In today’s complex world, it is very rare that a new idea or product is the result of a single individual’s mind efforts and work. Instead, there is almost inevitably a team effort behind the achievement. Some of the individuals in the team may be more important and more influential than others, but everyone’s efforts are essential.
It is important for several reasons to encourage and celebrate the team rather than the individuals. In a system that focuses on individual performance, knowledge and own ideas become hard currency in the competition within the group. This means that the employees become hesitant of sharing their ideas, knowledge and experience for fear that someone else will gain the honour and the opportunity of higher pay and perhaps the possibility to advance to a higher position.
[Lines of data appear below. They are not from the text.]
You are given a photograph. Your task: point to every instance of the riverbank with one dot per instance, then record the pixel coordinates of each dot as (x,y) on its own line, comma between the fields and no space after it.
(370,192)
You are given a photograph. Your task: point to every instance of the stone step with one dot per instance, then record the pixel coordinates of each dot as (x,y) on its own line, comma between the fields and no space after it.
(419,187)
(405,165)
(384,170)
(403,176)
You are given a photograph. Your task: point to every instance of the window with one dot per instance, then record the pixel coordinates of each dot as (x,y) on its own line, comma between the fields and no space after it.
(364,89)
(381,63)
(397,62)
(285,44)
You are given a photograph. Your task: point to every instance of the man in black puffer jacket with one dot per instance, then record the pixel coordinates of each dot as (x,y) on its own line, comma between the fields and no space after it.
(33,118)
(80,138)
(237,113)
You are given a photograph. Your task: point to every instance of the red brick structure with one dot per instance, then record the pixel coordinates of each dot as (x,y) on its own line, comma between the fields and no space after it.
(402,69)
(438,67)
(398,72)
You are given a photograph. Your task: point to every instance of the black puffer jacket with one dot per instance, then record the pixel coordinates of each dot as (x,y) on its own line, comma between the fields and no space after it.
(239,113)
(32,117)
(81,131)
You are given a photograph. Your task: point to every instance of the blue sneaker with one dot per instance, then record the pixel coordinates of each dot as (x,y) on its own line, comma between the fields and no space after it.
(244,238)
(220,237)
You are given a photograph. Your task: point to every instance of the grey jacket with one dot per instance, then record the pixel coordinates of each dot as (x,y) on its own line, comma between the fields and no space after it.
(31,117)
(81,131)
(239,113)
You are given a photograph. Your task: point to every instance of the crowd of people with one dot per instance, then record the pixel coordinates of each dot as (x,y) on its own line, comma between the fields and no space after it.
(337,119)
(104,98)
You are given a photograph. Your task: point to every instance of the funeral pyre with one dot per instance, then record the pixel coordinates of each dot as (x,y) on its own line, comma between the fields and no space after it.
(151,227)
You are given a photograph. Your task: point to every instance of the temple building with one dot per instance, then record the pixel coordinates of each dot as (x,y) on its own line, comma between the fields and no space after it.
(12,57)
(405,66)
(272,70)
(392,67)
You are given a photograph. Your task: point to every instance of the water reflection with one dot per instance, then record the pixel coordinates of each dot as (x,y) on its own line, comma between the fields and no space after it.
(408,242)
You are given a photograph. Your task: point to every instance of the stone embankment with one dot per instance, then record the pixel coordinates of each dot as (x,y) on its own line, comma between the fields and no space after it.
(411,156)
It is not about stopping giving each individual feedback about his or her ideas and achievements, but an important part of the feedback should also focus on how much they have contributed to the team. Give special attention to those individuals who try to take credit for the work of others without contributing to the very best of their own ability.
Feel free to celebrate often, but always focusing on what the team has achieved. This stimulates the team spirit while encouraging everyone in the team regardless of the role to do their best. The more the ideas stay in the team the more the team will thrive.
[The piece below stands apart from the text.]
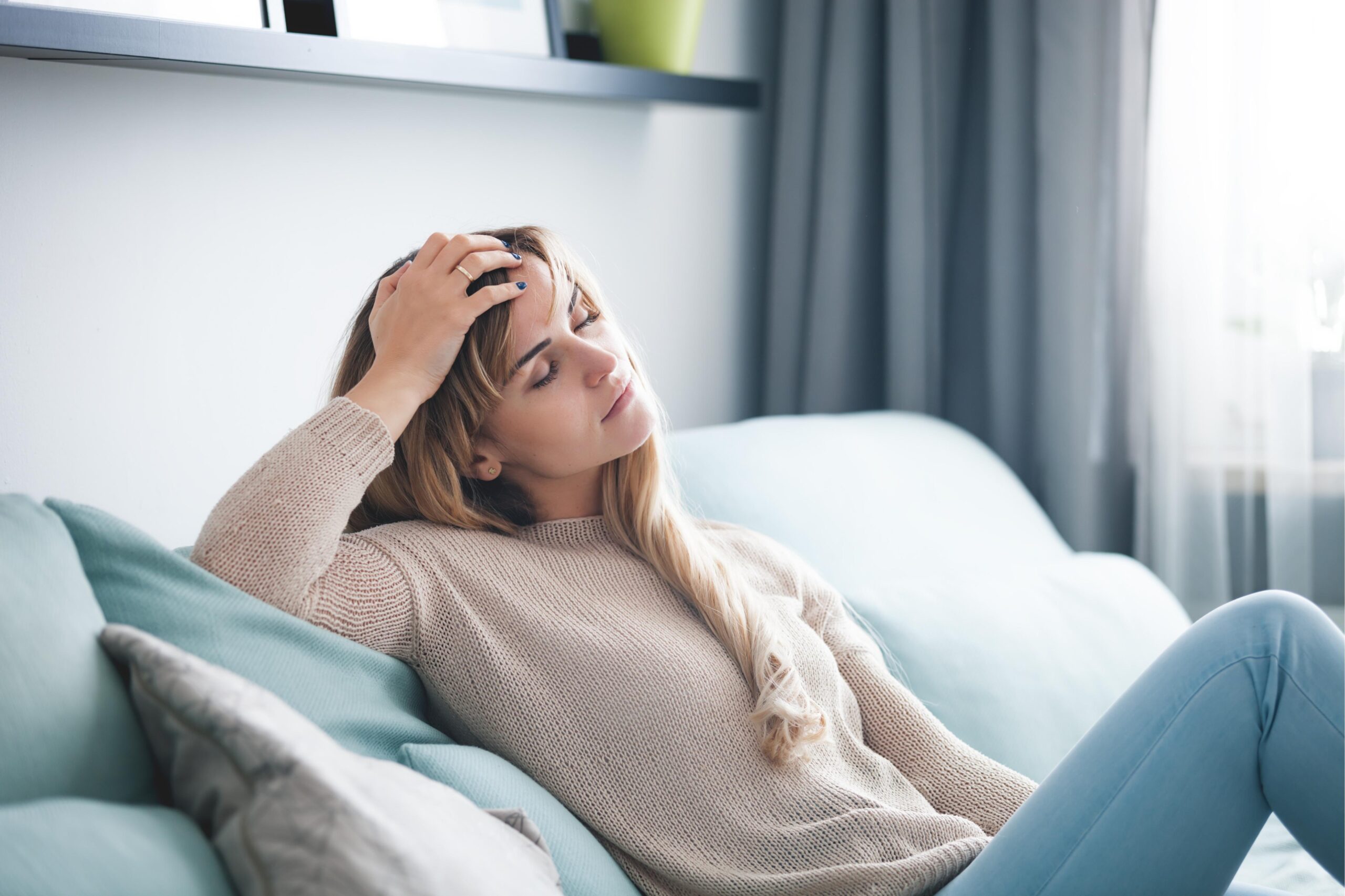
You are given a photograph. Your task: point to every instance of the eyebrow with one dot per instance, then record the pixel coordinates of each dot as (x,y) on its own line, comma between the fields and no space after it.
(532,353)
But there are also other benefits of identifying ideas and products with team efforts rather than individuals. Different people have different roles in the process from the first idea to finished product. If the first idea is largely linked to an individual, this person can easily get a too influential role in the continuing process, which can easily lead to conflicts and to a suboptimal end result if other employees having refined the first idea feel that their work efforts were not valued.
It is also better for the company that the ideas and products are associated with the organisation rather than with any specific individual.
A strong team spirit where everyone feels safe and accepted is also a good foundation for everyone daring to convey their views even when they oppose others. Conflicts and disagreements may be helpful if they are about an issue rather than a person. In the creative team, these conflicts are not hidden under the carpet, but the conflicts that arise are becoming constructive instead of destructive.
But how will these teams look like to maximise their creative potential? In a team where the members have about the same age, background, education and maybe even the same sex, there are good chances for a homogeneous environment that is characterised by a sense of safety and a minimum of conflicts. This does not have to stand in contrast to many new ideas if other conditions are favourable, but the ideas are likely quite similar.
To get real diversity among the ideas, you will first need to create diversity among your staff members. When it comes to original and innovative ideas and problem solving, it is an advantage to create mixed teams, where employees have different education and experience, both sexes are represented and, if possible, also with elements of different ethnic and cultural backgrounds.
The different team members should always complement each other so that the whole becomes larger than the sum of the parts. The best results will be achieved if you consistently aim to put together interdisciplinary teams of people with “T-skills” (broad overview combined with deep skills in a specific field).
Such teams may preferably be truly interdisciplinary. Mixed teams, however, require a much larger investment from the group and management side to get a sensible communication and the risk of misunderstanding that can have negative consequences is significantly greater than in the homogeneous work environment.
The team’s composition can then vary over the life cycle of the project, where the broadest competence is most important in the first stage when the project is to be defined and the outer frames are set. At this stage, the team is also relatively small and only when the direction is properly clear, it is time to call in the armies to realise the ideas.
In this situation, it may be tempting to keep the original team but add more and more persons. For complex problems, this is often a bad strategy, and the skills and creativity of individual employees are more efficiently utilised by creating a network of smaller teams each responsible for a subproject, but constantly interacting with and fertilising the work of the other teams. Physically sitting close together and inspired by the activity in the surrounding rooms can be a big advantage, but if this is impossible, there are more and more virtual ways to communicate – not least different wiki systems.